Hey thanks in advance I have a 2002 and having starting issues yesterday I drove about 130 miles parked it last night it it was 50 below zero with wind chill went out to start it today and it would start but die with in 15-20 seconds it would show the red triangle and would not restart if I took the positive power cable off the 12 volt battery and hook it back up it would start then die I threw a tarp over the car and put a heater on it for a hour started and ran but had the red triangle on the dash no other warning lights no codes parked it in the shop and left it went back out a little bit ago tried starting it it started and died with the red triangle on the dash tried starting it and shifted it into neutral and it stayed running but it did not show that I was in neutral and the headlights tail lights and dash lights looked like a strobe light flashing can anyone help thanks
also if u shift back to park it stays in neutral and rolls it will not shift to drive or reverse and the screen on the dash will not turn on thanks again
Screw wind chill, it isn't relevant because your car doesn't have bare human skin. What was the thermometer temperature? For the rest, I can't parse a single sentence that long.
And you REALLY are having trouble figuring out what the problem might be ??? It might be: A 16 year old car, with 270,000 miles and a 16 year old battery.......at -30 F. How long have you lived in Minnesota exactly ? Auto parts stores sell a LOT of batteries every year about this time.

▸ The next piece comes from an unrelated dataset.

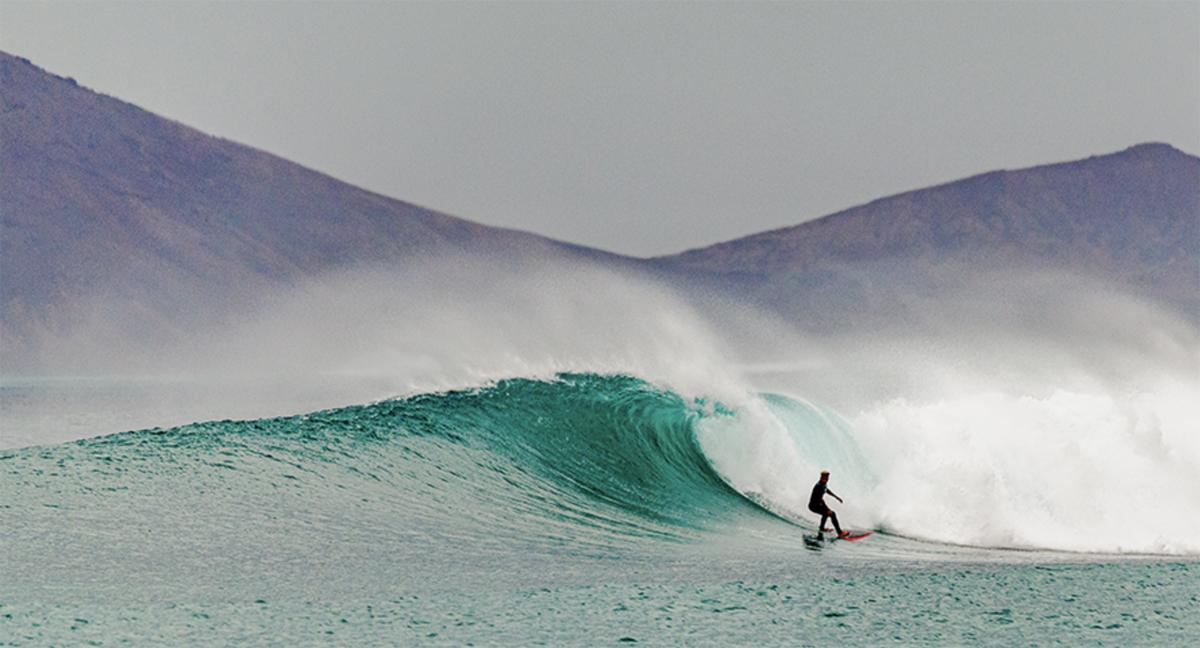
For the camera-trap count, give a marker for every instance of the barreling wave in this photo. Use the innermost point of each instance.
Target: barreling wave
(589, 463)
(581, 462)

It definitely need replacing! It sounds like the computers in the car got confused! You do not want to get stranded or in a place where the car will not engage the parking pawl but needs to.
Nature is trying to tell you something: Don't drive your car in minus 30 degree weather!!! Tires get hard, batteries freeze, your coolant in your radiators can even freeze. And oil gets thicker. Moisture in the gas freezes. And you can die if you get stuck somewhere. It will warm up later this week (like tomorrow) and your problems may go away.
I'm fairly confident that his 12V battery was not 16 years old. Automotive equipment has long been intended to operate at -40F. And many many folks in Alaska, Canada, and Montana-NorthDakota-Minnesnowta-Wisconsin have long proved it workable. Sure, you can die of something goes wrong and you are unprepared. Just as it can when unprepared in +110F weather. Or even at normal room temperature.